Humans have slaughtered each other from the beginning of time. Many times the slaughter has been carried out in the name of religion. The slaughterers have maintained that God was on their side. The other side were infidels who needed to be converted to the correct religion or be killed. We, as a species, have not made any progress in the elimination of war. We have only made progress in the invention of gadgets, many of which have been destructive to the environment: namely, fossil fuel based gadgets and advanced weapons. Chemistry has led to the invention of plastics which have accumulated in the oceans. Pesticides and herbicides have accumulated in the ecosystem creating conditions conducive to cancer.

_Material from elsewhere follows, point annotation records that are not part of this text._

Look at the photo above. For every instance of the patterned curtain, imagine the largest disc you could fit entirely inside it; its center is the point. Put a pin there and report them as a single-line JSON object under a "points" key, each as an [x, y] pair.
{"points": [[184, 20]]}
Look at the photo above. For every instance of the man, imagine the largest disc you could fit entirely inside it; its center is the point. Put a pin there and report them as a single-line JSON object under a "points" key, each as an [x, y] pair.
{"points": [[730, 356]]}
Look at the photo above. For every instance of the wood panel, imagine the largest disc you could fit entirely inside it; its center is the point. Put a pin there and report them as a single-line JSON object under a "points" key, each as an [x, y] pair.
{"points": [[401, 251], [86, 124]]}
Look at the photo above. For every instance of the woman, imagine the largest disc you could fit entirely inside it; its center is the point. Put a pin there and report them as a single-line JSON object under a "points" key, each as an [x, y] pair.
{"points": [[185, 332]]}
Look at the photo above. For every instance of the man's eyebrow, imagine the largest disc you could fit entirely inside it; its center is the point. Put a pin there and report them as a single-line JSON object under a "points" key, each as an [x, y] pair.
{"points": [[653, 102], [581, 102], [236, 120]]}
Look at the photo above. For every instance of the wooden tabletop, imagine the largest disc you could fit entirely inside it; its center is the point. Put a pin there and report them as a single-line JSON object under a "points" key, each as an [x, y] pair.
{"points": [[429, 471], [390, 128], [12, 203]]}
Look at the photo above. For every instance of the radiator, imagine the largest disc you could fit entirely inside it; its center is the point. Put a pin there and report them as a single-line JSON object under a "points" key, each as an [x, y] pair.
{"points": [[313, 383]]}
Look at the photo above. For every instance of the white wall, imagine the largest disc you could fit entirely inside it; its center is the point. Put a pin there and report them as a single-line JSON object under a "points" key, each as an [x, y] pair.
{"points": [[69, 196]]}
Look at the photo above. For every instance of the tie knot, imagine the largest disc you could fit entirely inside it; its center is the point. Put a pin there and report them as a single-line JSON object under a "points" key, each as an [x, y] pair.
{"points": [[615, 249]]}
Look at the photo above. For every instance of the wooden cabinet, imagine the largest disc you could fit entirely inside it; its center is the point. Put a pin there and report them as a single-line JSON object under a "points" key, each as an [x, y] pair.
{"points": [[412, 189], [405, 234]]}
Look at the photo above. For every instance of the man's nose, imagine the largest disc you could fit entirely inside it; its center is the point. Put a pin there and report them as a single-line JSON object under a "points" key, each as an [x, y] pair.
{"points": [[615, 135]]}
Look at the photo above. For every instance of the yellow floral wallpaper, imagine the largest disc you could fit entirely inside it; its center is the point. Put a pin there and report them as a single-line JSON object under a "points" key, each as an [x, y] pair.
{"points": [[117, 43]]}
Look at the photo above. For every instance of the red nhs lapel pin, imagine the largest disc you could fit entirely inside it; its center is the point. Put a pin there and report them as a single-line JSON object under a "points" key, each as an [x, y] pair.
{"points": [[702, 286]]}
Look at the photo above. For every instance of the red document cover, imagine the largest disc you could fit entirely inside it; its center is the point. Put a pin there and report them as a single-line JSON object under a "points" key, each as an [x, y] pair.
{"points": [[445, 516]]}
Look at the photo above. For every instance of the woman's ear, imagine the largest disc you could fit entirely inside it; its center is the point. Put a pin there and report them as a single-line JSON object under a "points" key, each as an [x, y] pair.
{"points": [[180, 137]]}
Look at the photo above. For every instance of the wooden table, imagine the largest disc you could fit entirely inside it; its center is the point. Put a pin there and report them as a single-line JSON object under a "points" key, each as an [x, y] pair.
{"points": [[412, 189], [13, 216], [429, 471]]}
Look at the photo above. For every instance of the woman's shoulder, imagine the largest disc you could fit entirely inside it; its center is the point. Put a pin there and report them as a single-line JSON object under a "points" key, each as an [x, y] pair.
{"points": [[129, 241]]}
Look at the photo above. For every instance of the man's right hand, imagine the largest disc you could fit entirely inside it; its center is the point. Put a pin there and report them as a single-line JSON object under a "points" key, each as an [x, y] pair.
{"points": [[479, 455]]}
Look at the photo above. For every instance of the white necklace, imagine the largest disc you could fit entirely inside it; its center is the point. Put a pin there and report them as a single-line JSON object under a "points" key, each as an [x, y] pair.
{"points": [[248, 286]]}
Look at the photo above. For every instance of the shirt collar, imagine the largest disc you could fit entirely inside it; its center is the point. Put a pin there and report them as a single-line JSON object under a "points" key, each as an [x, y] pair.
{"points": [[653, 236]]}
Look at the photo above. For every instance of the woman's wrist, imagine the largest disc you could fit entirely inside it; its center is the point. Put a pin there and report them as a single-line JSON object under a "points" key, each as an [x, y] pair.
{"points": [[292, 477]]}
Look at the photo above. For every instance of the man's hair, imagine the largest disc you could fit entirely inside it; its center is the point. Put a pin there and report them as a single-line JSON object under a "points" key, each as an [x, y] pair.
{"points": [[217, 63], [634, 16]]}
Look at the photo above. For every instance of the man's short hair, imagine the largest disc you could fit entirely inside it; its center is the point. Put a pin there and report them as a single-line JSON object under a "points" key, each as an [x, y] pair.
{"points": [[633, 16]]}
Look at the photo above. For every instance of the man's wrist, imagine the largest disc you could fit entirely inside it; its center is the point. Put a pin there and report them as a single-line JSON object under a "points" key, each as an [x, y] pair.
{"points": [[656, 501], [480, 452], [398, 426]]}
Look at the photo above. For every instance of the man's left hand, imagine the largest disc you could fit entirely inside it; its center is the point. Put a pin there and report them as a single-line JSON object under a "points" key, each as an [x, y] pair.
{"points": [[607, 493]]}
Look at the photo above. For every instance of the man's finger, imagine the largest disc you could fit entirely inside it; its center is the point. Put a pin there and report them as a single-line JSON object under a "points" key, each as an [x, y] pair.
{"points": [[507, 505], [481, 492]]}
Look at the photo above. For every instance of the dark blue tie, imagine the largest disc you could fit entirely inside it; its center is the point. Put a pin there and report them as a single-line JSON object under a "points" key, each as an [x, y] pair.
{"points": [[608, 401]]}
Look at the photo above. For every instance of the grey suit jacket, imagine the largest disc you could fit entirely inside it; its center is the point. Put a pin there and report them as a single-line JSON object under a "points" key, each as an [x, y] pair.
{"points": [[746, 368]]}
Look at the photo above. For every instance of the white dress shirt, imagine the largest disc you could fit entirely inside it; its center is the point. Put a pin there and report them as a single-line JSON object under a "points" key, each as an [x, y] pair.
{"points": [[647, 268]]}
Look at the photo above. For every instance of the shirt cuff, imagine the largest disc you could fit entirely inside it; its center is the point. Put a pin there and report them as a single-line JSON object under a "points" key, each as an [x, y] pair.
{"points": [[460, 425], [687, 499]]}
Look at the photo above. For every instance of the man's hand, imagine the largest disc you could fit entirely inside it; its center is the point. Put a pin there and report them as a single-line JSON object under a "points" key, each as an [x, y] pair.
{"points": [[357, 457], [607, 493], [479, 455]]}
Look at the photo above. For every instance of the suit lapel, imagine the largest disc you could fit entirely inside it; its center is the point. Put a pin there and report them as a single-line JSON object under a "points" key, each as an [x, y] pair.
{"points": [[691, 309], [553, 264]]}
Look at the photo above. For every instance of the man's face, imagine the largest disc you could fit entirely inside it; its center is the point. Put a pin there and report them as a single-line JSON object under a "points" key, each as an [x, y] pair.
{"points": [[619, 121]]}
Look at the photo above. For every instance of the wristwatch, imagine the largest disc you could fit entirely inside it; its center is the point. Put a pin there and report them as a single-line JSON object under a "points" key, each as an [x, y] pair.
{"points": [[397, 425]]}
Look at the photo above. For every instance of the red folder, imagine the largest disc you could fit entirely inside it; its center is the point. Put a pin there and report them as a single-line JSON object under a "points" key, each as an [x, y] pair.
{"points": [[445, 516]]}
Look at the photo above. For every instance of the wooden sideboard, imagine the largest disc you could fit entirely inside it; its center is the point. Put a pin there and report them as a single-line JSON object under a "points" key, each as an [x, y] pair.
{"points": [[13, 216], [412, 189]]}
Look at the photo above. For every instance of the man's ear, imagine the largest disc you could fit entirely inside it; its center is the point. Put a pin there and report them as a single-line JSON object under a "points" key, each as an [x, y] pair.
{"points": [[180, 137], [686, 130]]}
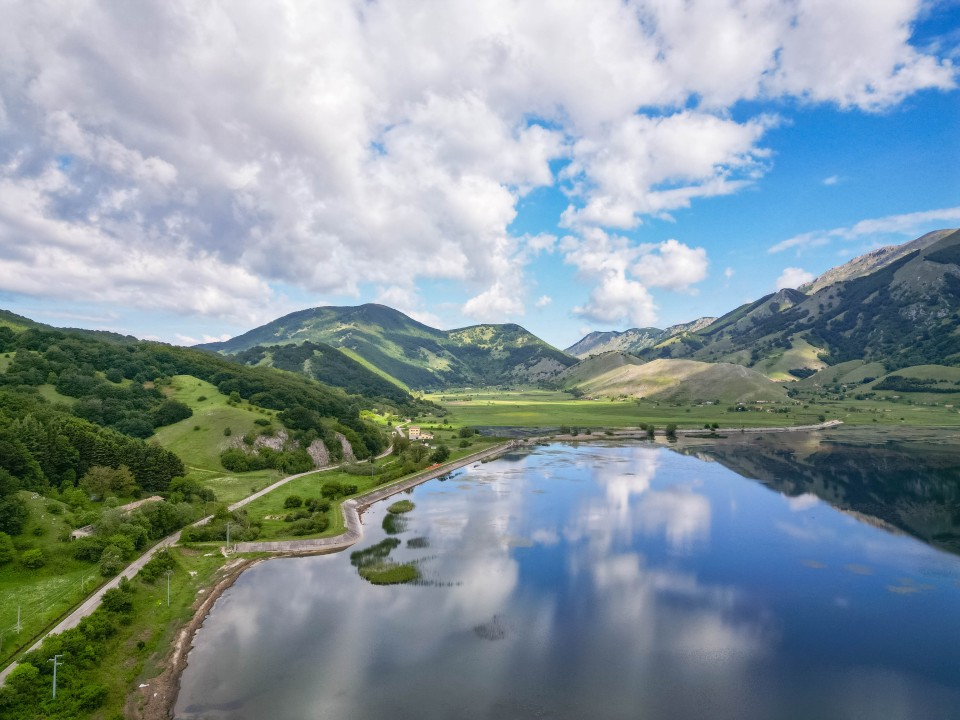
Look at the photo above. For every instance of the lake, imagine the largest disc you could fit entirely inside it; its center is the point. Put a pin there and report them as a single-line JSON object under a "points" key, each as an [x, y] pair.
{"points": [[769, 577]]}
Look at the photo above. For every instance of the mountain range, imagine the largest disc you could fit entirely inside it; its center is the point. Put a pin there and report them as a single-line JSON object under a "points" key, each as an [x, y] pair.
{"points": [[894, 307], [409, 353]]}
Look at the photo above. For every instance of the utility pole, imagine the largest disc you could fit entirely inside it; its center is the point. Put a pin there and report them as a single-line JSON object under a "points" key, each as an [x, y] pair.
{"points": [[56, 663]]}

Islam, Christianity and Judaism trace back the founding of their religions to Abraham. The descendants of Abraham's two sons, Isaac or Israel and Ishmael, became the Jewish and Arab tribes respectively. Muslims are the descendants of Ishmael; Jews are the descendants of Israel. Christians also trace their lineage back to Abraham since Jesus was a Jew. There are schisms in Christianity (Protestants and Catholics) which led to centuries of European wars. Schisms in Islam (Sunnis and Shiites) led to wars between them. For hundreds of years Christian crusaders killed Muslims and vice versa. Jews have been persecuted and killed for millennia right up to the present day. So what good has religion done for the human race? In terms of world peace we would have been better off without it. It has led to the justification of war and killing and the belief of the killers that their religion was the only correct religion. PreChristian religions have been labeled with the pejorative word - pagan. NonChristians have been labeled as heathen, another pejorative word. Eastern religions have led to conflict between Hindus and Muslims. Pakistan was created by partitioning India so Muslims could live in one place, Hindus in another. China seems to be the only place where there was religious tolerance. In Chinese philosophy, the three teachings are Confucianism, Taoism, and Chinese Buddhism. All of these three teachings are considered a harmonious aggregate.
Meanwhile, while religious people were not killing each other, they were despoiling the environment under the Biblical edict of dominion: "And God said, Let us make man in our image, after our likeness: and let them have dominion over the fish of the sea, and over the fowl of the air, and over the cattle, and over all the earth, and over every creeping thing that creepeth upon the earth." So man is free to use the environment in any way that profits him regardless of the harm to the ecosystem. Animals can be slaughtered to extinction with no Biblical or religious consequences just as humans who are not of the correct religion can be killed without consequence. The earth can be polluted by corporations for whom externalities do not impose a cost so that pollution of the environment without consequence increases profits to shareholders. Earth is plundered; shareholders profit.
There will never be world peace until religion has no bearing on respect for the human rights of all people, and until respect for the environment predominates over the extraction of the earth's resources. There is always a rationale for war. There is never enough work done to create peace and understanding. Human rationality has led to war which is undertaken in a very rational way, but the rational human mind seems incapable of working out a rationality and a followup for a peaceful world especially when creating a peaceful world costs money.